C600 with a 330/Allison - My mileage varies from about 3 to 5 depending upon the load. You can literaly watch the fuel gauge drop when hammer down going up hill, but then loaded, I might be at 6-10 mph up the one steep hill so it takes some time.
But unloaded (which is rare) at about 54 mph it seems to go a much longer time, in fact I would guess right around the 8-10 mpg range.
I imagine a diesel would do much better as well as being faster, but at 7 miles each way, it would take many years to recoup the cost, in fat I mght not live that long! Of course once my project is done, until I get the next one, the C600 is going to be sitting a lot as I use it in a non commercial manor.

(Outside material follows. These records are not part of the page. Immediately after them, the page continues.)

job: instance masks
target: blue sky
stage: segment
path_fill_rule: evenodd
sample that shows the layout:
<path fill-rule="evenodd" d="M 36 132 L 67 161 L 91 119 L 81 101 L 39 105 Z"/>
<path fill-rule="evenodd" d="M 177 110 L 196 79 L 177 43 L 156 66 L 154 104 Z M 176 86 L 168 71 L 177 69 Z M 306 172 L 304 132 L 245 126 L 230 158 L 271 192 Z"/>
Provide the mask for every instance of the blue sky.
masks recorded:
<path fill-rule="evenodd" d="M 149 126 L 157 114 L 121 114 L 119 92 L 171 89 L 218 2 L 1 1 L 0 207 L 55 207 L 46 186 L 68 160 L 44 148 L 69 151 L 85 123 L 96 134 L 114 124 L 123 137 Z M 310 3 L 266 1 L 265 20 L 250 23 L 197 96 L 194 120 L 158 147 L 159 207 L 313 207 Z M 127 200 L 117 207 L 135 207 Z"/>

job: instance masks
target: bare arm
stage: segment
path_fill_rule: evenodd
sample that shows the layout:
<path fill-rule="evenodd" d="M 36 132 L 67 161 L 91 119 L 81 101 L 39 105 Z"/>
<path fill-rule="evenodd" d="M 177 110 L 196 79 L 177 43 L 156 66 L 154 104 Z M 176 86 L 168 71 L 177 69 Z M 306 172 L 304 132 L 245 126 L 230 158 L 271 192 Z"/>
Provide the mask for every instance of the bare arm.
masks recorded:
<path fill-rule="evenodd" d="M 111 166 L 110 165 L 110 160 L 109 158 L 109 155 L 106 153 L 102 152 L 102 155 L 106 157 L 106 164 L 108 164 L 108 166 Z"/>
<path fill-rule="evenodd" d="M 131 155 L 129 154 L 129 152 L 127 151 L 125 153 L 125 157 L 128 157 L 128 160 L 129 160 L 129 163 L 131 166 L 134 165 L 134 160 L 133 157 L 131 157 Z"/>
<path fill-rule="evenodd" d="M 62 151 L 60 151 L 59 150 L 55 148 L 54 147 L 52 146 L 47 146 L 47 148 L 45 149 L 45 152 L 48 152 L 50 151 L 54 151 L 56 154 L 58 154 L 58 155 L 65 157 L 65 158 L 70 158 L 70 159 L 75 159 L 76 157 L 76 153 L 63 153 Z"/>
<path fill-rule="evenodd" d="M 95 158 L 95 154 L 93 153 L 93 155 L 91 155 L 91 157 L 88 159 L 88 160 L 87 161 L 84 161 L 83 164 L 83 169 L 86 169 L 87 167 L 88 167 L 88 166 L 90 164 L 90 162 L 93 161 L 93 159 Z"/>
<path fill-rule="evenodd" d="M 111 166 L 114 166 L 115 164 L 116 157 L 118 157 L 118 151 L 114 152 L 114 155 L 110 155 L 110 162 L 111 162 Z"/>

In my case it is tons per gallon, you have to look at the big picture here. In my case, I can haul 4 times as much 5/8" gravel in the C600 than the F250, even if I only get 3 miles per gallon, well at 7 or 8 with the F250 I am way ahead with the C600 in X gas used to haul X tons.
Both are "dump" trucks, so unloading is the same, but as a plus I don't have to leave the drivers seat on the C600 to release the tailgate, whereas I have to leave the cab of the truck to manualy open the gate on the dump insert in the F250.
Same I imagine with Hay hauling, I imagine the N600 probably can haul a considerable amount more than a pickup. I would, uneducated in the hay hauling business that I am, hazard to guess it is about 4 or possibly 5 times the amount in a pickup, so it really works out advantage large truck.